Catch of the Day: Irish Fishermen Find Russian Military-grade Sonar Buoy in Their Nets
18:54 GMT 30.09.2021 (Updated: 18:57 GMT 30.09.2021)
The device, measuring about one-and-a-half meters in length, is painted bright orange and accented by white Cyrillic script.
Fishermen from the small fishing village of Union Hall, County Cork, southern Ireland have discovered what appears to be a Russian-made military-grade sonar buoy.
The device was caught by the Áine Christina trawler on Monday, and the incident was first reported on by The Skipper
, a local fishing news magazine.
The buoy was found about 80 miles (about 129 km) off the coast.
Judging by the photographs provided by The Skipper, the device in question looks like an RGB-1A, a passive hydroacoustic buoy once used by the Russian Navy which operates by being dropped from an submarine-hunting aircraft (typically Tu-142F maritime patrol aircraft) in a set pattern to triangulate the hunted vessel’s position underwater.
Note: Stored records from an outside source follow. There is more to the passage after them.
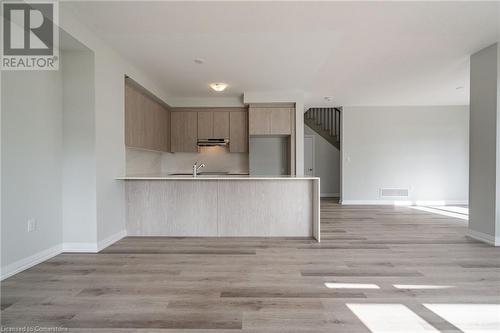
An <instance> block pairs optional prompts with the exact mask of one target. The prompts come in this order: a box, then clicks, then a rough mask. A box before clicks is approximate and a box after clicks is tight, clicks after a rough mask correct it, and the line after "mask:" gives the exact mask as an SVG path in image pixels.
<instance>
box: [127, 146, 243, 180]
mask: <svg viewBox="0 0 500 333" xmlns="http://www.w3.org/2000/svg"><path fill="white" fill-rule="evenodd" d="M199 149H200V150H199V152H198V153H162V152H155V151H147V150H140V149H133V148H127V149H126V172H127V175H134V174H135V175H137V174H159V173H171V172H191V170H192V166H193V164H194V162H196V161H198V162H199V163H205V165H206V166H205V167H204V168H203V169H202V170H201V171H205V172H220V171H227V172H238V173H240V172H241V173H248V154H247V153H230V152H229V150H228V148H226V147H201V148H199Z"/></svg>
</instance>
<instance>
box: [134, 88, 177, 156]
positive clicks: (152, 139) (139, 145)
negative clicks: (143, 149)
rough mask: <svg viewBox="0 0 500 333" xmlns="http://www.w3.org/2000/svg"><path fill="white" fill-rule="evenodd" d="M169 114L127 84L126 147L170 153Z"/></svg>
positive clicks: (136, 89)
mask: <svg viewBox="0 0 500 333" xmlns="http://www.w3.org/2000/svg"><path fill="white" fill-rule="evenodd" d="M169 112H170V111H169V110H168V109H167V108H165V107H164V106H163V105H161V104H160V103H158V102H157V101H156V100H154V99H153V98H152V97H150V96H149V95H148V94H146V93H145V92H143V91H140V90H139V89H138V88H136V87H134V86H131V85H130V84H125V145H126V146H127V147H133V148H142V149H149V150H157V151H169V145H168V135H169V132H170V127H169V126H168V118H169V117H170V115H169Z"/></svg>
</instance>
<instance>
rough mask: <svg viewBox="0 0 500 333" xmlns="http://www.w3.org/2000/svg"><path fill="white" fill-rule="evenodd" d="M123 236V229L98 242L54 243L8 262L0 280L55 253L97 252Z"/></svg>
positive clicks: (5, 277) (42, 261)
mask: <svg viewBox="0 0 500 333" xmlns="http://www.w3.org/2000/svg"><path fill="white" fill-rule="evenodd" d="M125 236H127V232H126V231H125V230H122V231H120V232H117V233H116V234H114V235H111V236H110V237H108V238H105V239H103V240H102V241H100V242H98V243H63V244H59V245H56V246H54V247H51V248H49V249H46V250H43V251H41V252H38V253H36V254H34V255H32V256H29V257H27V258H24V259H21V260H18V261H16V262H13V263H12V264H9V265H7V266H5V267H2V270H1V272H0V281H1V280H4V279H6V278H8V277H10V276H12V275H14V274H17V273H19V272H22V271H24V270H25V269H28V268H30V267H33V266H35V265H37V264H39V263H41V262H44V261H45V260H48V259H50V258H52V257H55V256H56V255H58V254H60V253H63V252H79V253H97V252H99V251H101V250H102V249H104V248H106V247H108V246H110V245H111V244H113V243H115V242H117V241H119V240H120V239H122V238H123V237H125Z"/></svg>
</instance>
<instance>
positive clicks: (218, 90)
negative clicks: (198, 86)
mask: <svg viewBox="0 0 500 333" xmlns="http://www.w3.org/2000/svg"><path fill="white" fill-rule="evenodd" d="M210 88H212V89H213V90H215V91H217V92H221V91H224V90H225V89H226V88H227V84H226V83H224V82H214V83H210Z"/></svg>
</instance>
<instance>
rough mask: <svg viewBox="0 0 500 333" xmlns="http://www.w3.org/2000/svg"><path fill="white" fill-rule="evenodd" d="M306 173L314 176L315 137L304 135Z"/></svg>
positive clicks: (308, 175)
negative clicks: (314, 146)
mask: <svg viewBox="0 0 500 333" xmlns="http://www.w3.org/2000/svg"><path fill="white" fill-rule="evenodd" d="M304 175H306V176H311V177H312V176H314V137H313V136H312V135H306V136H304Z"/></svg>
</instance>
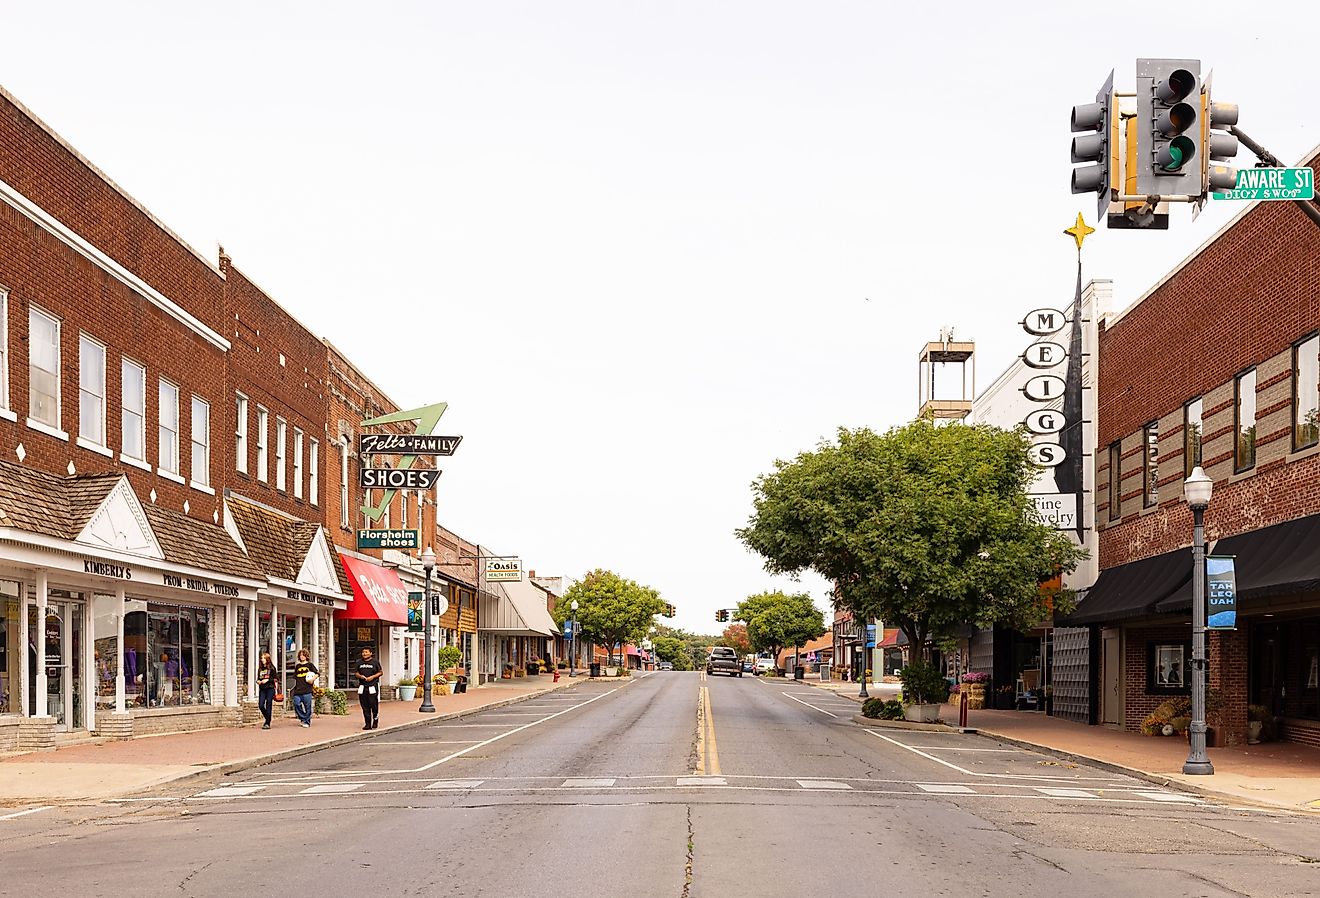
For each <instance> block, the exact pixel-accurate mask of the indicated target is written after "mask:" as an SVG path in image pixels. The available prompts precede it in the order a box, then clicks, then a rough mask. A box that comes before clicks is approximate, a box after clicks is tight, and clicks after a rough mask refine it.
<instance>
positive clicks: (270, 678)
mask: <svg viewBox="0 0 1320 898" xmlns="http://www.w3.org/2000/svg"><path fill="white" fill-rule="evenodd" d="M279 680H280V671H279V670H277V668H276V667H275V660H273V659H272V658H271V652H268V651H264V652H261V660H260V662H259V663H257V667H256V689H257V692H256V707H257V708H260V709H261V716H263V717H264V718H265V722H264V724H261V729H271V714H272V713H273V712H275V691H276V685H277V684H279Z"/></svg>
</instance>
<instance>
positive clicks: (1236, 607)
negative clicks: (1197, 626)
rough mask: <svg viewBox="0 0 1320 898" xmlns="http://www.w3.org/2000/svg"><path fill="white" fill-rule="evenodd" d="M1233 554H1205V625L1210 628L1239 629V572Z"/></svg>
mask: <svg viewBox="0 0 1320 898" xmlns="http://www.w3.org/2000/svg"><path fill="white" fill-rule="evenodd" d="M1234 559H1236V556H1233V555H1208V556H1205V578H1206V590H1205V604H1206V617H1205V626H1206V627H1208V629H1210V630H1236V629H1237V574H1236V572H1234V569H1233V560H1234Z"/></svg>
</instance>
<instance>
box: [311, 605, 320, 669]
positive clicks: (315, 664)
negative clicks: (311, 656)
mask: <svg viewBox="0 0 1320 898" xmlns="http://www.w3.org/2000/svg"><path fill="white" fill-rule="evenodd" d="M312 663H313V664H315V666H317V670H321V611H319V610H318V609H312Z"/></svg>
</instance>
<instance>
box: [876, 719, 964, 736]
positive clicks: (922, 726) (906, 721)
mask: <svg viewBox="0 0 1320 898" xmlns="http://www.w3.org/2000/svg"><path fill="white" fill-rule="evenodd" d="M853 722H854V724H861V725H862V726H874V728H876V729H902V730H920V732H923V733H961V734H964V736H973V734H975V732H977V730H975V728H974V726H949V725H948V724H917V722H913V721H909V720H880V718H879V717H863V716H862V714H853Z"/></svg>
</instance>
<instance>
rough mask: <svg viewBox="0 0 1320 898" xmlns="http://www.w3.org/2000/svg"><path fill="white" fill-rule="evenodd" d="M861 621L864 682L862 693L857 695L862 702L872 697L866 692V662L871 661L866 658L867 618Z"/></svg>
mask: <svg viewBox="0 0 1320 898" xmlns="http://www.w3.org/2000/svg"><path fill="white" fill-rule="evenodd" d="M859 621H861V623H859V625H858V629H859V631H861V634H862V648H861V651H862V676H861V677H859V679H861V680H862V691H861V692H858V693H857V697H858V699H861V700H862V701H866V700H867V699H870V697H871V696H870V695H869V693H867V692H866V662H867V660H869V659H867V656H866V655H867V651H866V619H865V618H859Z"/></svg>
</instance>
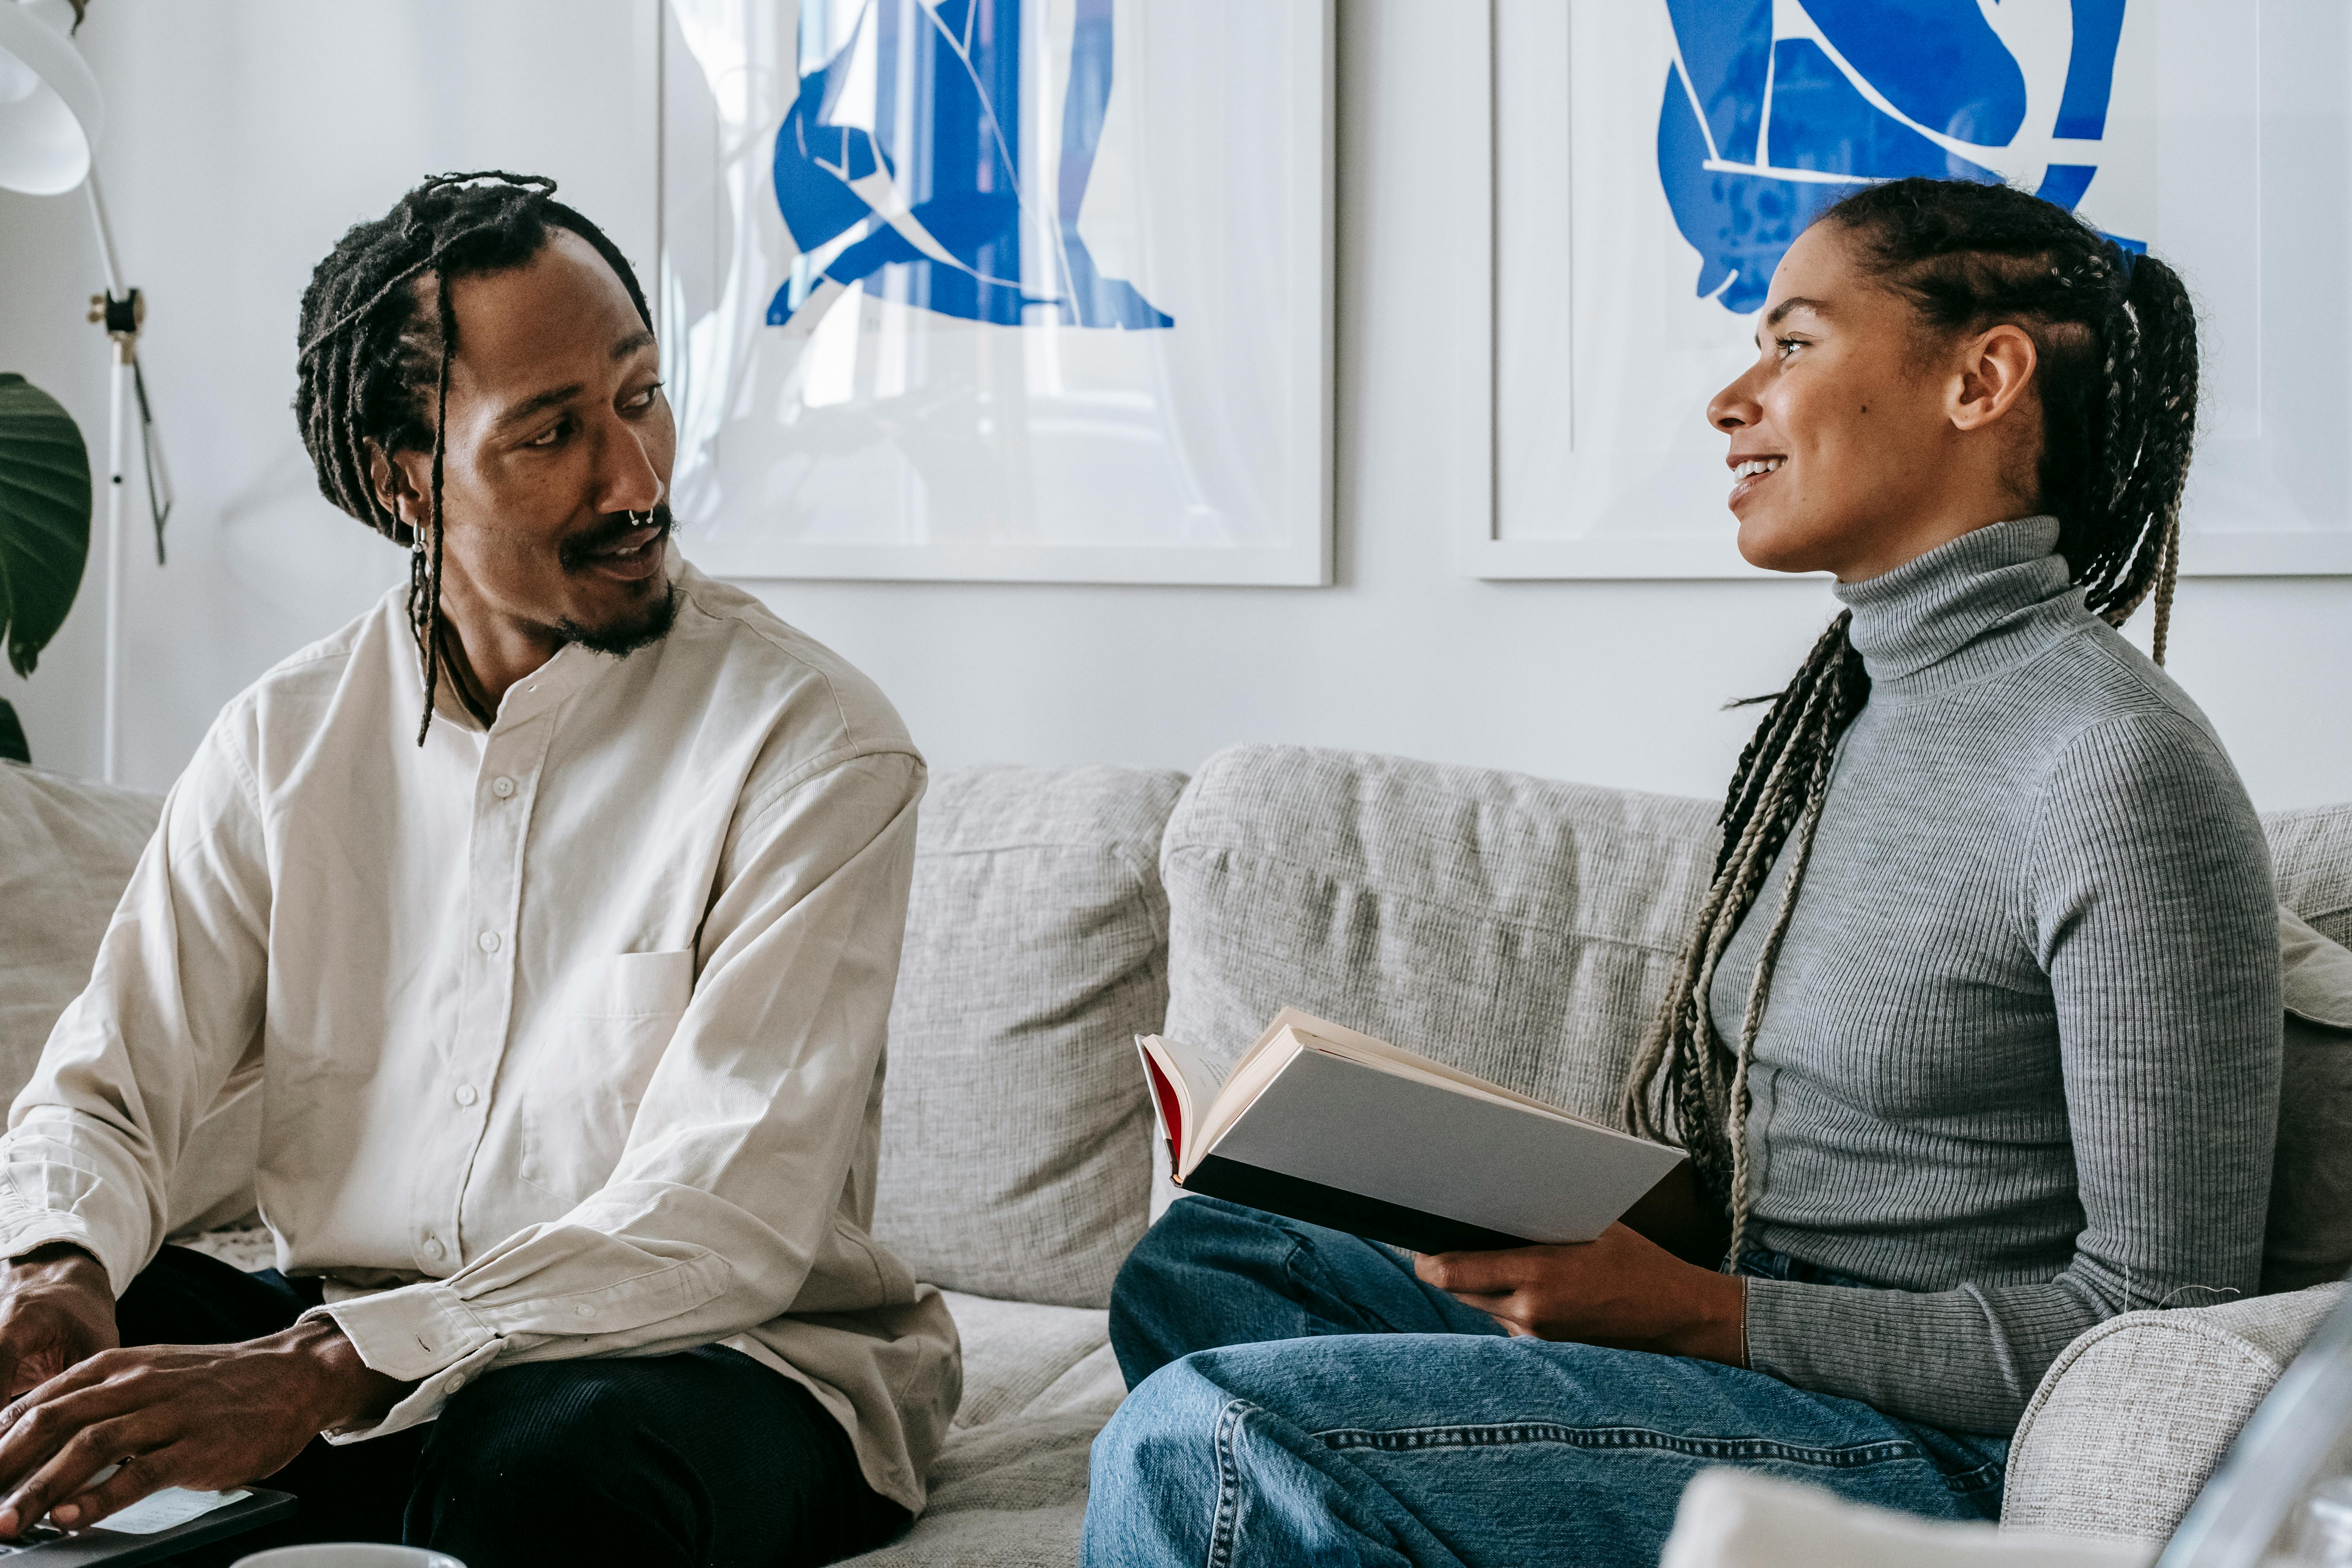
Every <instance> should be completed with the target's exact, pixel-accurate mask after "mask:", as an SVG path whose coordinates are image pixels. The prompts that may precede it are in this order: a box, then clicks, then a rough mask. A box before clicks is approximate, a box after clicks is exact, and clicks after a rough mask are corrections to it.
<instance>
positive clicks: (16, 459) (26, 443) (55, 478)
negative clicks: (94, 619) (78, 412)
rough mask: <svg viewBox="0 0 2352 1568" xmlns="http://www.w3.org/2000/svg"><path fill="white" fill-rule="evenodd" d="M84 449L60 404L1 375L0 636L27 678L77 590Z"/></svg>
mask: <svg viewBox="0 0 2352 1568" xmlns="http://www.w3.org/2000/svg"><path fill="white" fill-rule="evenodd" d="M87 559H89V449H87V447H82V433H80V428H78V425H75V423H73V416H71V414H66V409H64V404H59V402H56V400H54V397H49V395H47V393H42V390H40V388H38V386H33V383H31V381H26V378H24V376H14V374H5V371H0V632H5V635H7V661H9V665H14V670H16V675H31V672H33V665H35V663H38V661H40V651H42V649H45V646H49V637H56V628H61V625H64V623H66V611H68V609H73V595H75V592H78V590H80V588H82V564H85V562H87Z"/></svg>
Russia removed this type of buoy from service in the mid-1990s, and most of them were reported to be consigned to warehouses or destroyed and buried at sea. The devices contain a hydrophone, a receiver, transmitter and antenna. The RGB-1A has a maximum range of about five and a half kilometers.
Modern sub-hunting buoys used by the Russian military include a self-destruct feature in the form of a special membrane which dissolves after spending a certain period of time in the water, causing the buoys to sink. Earlier versions featured a small amount of explosive to accomplish the same task.
It’s not clear how the buoy caught by the fishermen ended up so far from Russian waters, or why it appears to be in such good outward condition so many decades after the class of buoys was removed from service.
The trawler’s catch sparked interest among The Skipper’s readers, most of them amused or intrigued by the mysterious find. “Interesting, not an everyday catch,” one user wrote. “The Russians again!!!” another joked. “Useless, never found our submarine,” another quipped. “Them sneaky rooskys,” another wrote. “Be careful the Spanish will want some of that quota,” another suggested.
“Can you eat them?” one inquisitive user asked. “You’d have to boil them well,” a joker answered.